As one of the first mainstream superheroes to don a cape, it only makes sense that Superman has a long cinematic history. From George Reeves to Christopher Reeve, Brandon Routh, and Henry Cavill, the last son of Krypton has been played a variety of different ways by a slew of actors. However, many of us will never stop wondering about Tim Burton's Superman Lives, a Superman project that would've starred Nicolas Cage in the title role. That said, Cage recently opened up and admitted that the film's legacy is arguably even better than it would've been if the movie happened. Cage explained:
I would offer that the movie that Tim and I would have made, in your imagination, is more powerful than any of the Superman movies. I didn't even have to make the movie and we all know what that movie would have been in your imagination. That is the Superman. That is the movie. Even though you never saw it --- it is the Superman.
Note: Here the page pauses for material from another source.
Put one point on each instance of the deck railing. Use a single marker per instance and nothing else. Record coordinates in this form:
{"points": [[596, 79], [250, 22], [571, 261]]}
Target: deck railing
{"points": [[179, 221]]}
That's precisely the trippy and out-there statement that we expect from a guy like Nicolas Cage, but these comments to EW about Superman Lives do make quite a bit of sense. By his estimation, the film has taken on a life of its own in the years since it fell through, and fans who have kept up with its legacy have formed their own versions of it in their minds. Like the monster lurking in the shadows, nothing can compare to what we come up with in our imaginations. Because the ill-fated project is not limited to the vision of one single artist, it is (in Cage's opinion) greater than the sum of the other Superman films.
To say that Superman Lives (also titled Superman Reborn at one point) would've been an eccentric exercise is an understatement. Aside from featuring Nic Cage (sporting a mullet, no less) in the lead role, the film would've loosely followed The Death of Superman story arc, and seen the Man of Steel go up against Brainiac, Lex Luthor, and Doomsday. Concept art for the film has gradually leaked over the years (particularly with the release of 2015's The Death of Superman Lives: What Happened? documentary), and it's clear that Burton's vision would've made this the most singularly unique Superman adventures ever committed to film.
Don't believe me? Just look at some test footage of Cage trying on his Superman Lives suit back in the 1990s. It's bonkers.
Ironically enough, one of the main reasons why Superman Lives drew criticism and scrutiny back in the 1990s was its overall tone. At the time, many argued that it was too dark of a take for Superman -- which was a criticism similarly leveled at Tim Burton's Batman before its blockbuster success. Little did those naysayers know that Man of Steel (as well as Batman V Superman: Dawn of Justice) would come out two decades later and embrace Kal-El's dark edge in a major way.
As many people already know, Nicolas Cage eventually did make his way to the silver screen for a comic book movie franchise of his very own with Ghost Rider and Ghost Rider: Spirit of Vengeance. However, given the relatively lackluster critical reception that both of those films received, we will never stop wondering what his Superman could've looked like, and Superman Lives may continue to represent the pinnacle of unmade superhero films for years to come.